AN EMPIRE ORMOLU-MOUNTED MAHOGANY CONSOLE/JARDINIERE
PROPERTY FROM AN ESTATE (Lots 275-294)
AN EMPIRE ORMOLU-MOUNTED MAHOGANY CONSOLE/JARDINIERE

CIRCA 1800-05, POSSIBLY BY JACOB. D. R. MESLÉE

細節
AN EMPIRE ORMOLU-MOUNTED MAHOGANY CONSOLE/JARDINIERE
Circa 1800-05, possibly by Jacob. D. R. Meslée
The rectangular white marble top within a three-sided pierced gallery, enclosing a part lead-lined well, over a frieze set with a tablet depicting Zeus and Juno, above them flies a winged woman, to the side are a peacock and an eagle, with plain mahogany to the reverse of the frieze, the sides set with a wreath and a butterfly with laurel at the corners, the sides with pierced X-form supports centered by patera, on baluster legs with acanthus capitals joined by a stretcher, on horn casters, with a yellow chalk inscription C356, and a white tag Le XIX siecle francais Connaissance des Arts, 1808/1810 Ane Coll Fabius Frères, see p. 56, item 2., the marble inscribed C-356 and Marbre a la console
36in. (92cm.) high, 41in. (104cm.) wide, 20in. (51cm.) deep
來源
Acquired from French & Co., New York, 6, April 1964 ($1,320).

拍品專文

Designed in the 'antique' manner popularised by Messrs.

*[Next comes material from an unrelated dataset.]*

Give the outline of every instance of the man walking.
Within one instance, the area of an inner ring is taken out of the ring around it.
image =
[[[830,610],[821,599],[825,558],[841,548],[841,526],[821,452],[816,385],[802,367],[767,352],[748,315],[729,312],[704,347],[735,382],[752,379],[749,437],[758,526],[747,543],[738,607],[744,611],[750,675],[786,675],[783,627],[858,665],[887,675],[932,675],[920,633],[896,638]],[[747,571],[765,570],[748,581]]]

Percier and Fontaine in their Recueils des Decorations Intérieures of 1802, this console/jardinière shares much stylistically with the documented oeuvre of Jacob-Desmalter. Favoured ébénistes of Napoleon, François-Honoré-Georges Jacob-Desmalter and Georges Jacob worked extensively for the Garde-Meuble Impériale, employing the stamp JACOB.D R.MESLEE between 1803-13 on sober mahogany furniture with jewel-like ormolu mounts supplied for Compiègne, Saint-Cloud and almost all the Imperial Palaces, both in France and abroad.

Known as a 'table à fleurs' in the 18th Century and veneered on all four sides, this console/jardinière was conceived with castors so that it could be transformed into 'une table de salon' if brought away from the wall.

The inventory taken following the death of comte Francois Martial de Choiseul Beaupré, Menin de Dauphin and Lieutenant Général des armées du Roi, in 1792, described, in the salon of his hôtel on the quai Malaquai: 'deux consoles de bois d'acajou à double fond garnie de cuivre, panneaux et perles de cuivre doré surmonté de leur tablettes de marbre garnies en dedans de caisse de plomb pour recevoir des caisses 240'. Obviously deemed to be sufficiently rare to be described at length, this type of console/jardinière is known to have been made by Adam Weisweiler, Jean-Henri Riesener and Ferdinand Bury during the Ancien regime. The ébéniste responsible for this superb example was therefore following in this same tradition.